N.B.: This is a post by guest blogger William Linsman, his first post ever. Story and photos copyright William Linsman, 2013.
Yesterday, May 1st, was International Workers Day
Remember when the Soviets used to parade their tanks and missiles through Red Square?
Near my office is L.A.’s Craft and Folk Art Museum (CAFAM) and outside, on the sidewalk, was Frau Fiber, a performance artist with a strong green message.
People are urged to bring to Frau Fiber a worn or torn garment. She sits at a contraption of her design (the third generation of this device), which looks like what it is: A bicycle hooked up to a sewing machine. She asks you to sit on the bike; she analyzes the repair she will make, and then asks you to peddle. The bike is connected mechanically to the machine (no electricity involved). When you peddle, the machine runs. She repairs your garment. What a trip!

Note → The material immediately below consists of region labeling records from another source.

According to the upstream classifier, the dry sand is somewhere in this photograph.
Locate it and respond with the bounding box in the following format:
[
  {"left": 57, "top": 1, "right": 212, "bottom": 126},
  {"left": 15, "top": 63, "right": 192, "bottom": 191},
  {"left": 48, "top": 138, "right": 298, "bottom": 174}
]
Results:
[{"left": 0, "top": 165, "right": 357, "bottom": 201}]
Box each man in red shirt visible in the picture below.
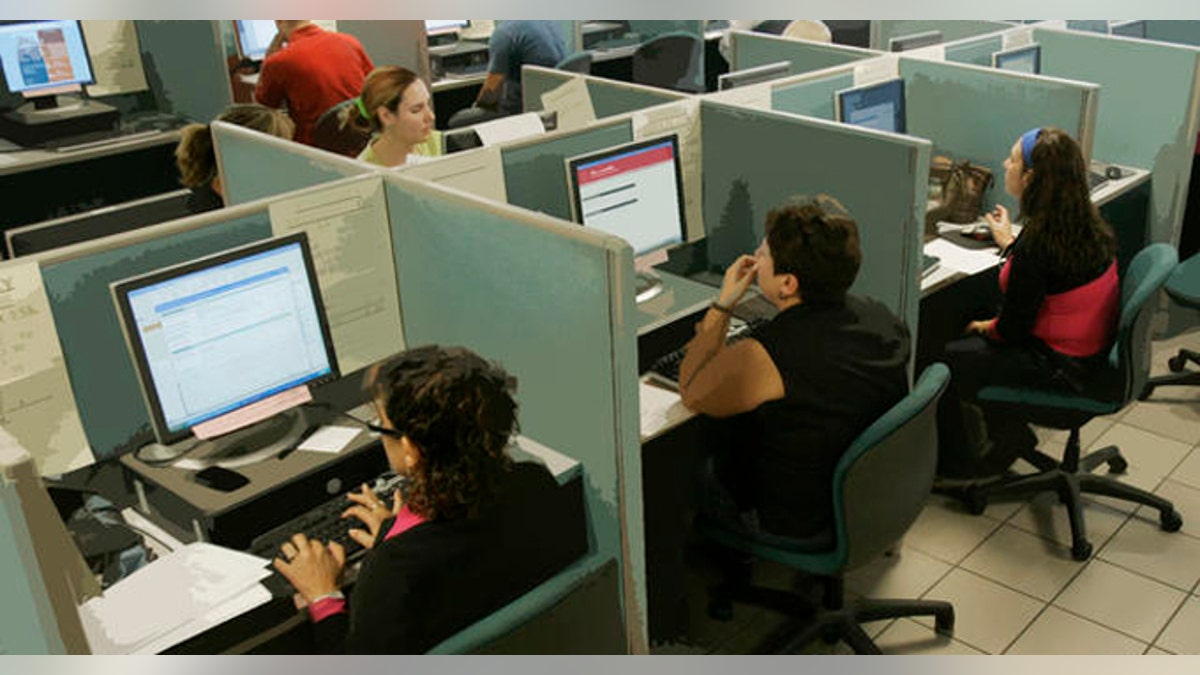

Frau Fiber has been doing this for years, and is serious about it. But she clearly has fun with all her co-participants. She’s wears an outfit she made that reminds me of those Soviet days, but she has a smile underneath her stern persona. She told me that, during the aftermath of Hurricane Katrina, she drove with her machine from Chicago to New Orleans. Her intention was to repair the same number of garments as the 146 people killed in the New York Shirtwaist factory fire http://en.wikipedia.org/wiki/Triangle_Shirtwaist_Factory_fire
This brings to mind the recent tragedies in Bangladesh (fires and collapses now totaling over 1000 deaths) and the importance of working conditions and the creation of organized labor; see http://en.wikipedia.org/wiki/International_Ladies’_Garment_Workers’_Union
The slogan for the ILGU was “Look for the Union Label”; it meant a lot to workers for many years. (Now, unfortunately, we look for a label in Chinese that means, “Wash with garments of similar color”).
And check out http://en.wikipedia.org/wiki/Haymarket_affair ; it’s worth your time. The event gave us the 8-hour workday; without it, you’d probably be working about twice that.
The energetic frau’s co-participant provides the energy to make something (the garment) last longer in the world. Brava, Frau Fiber!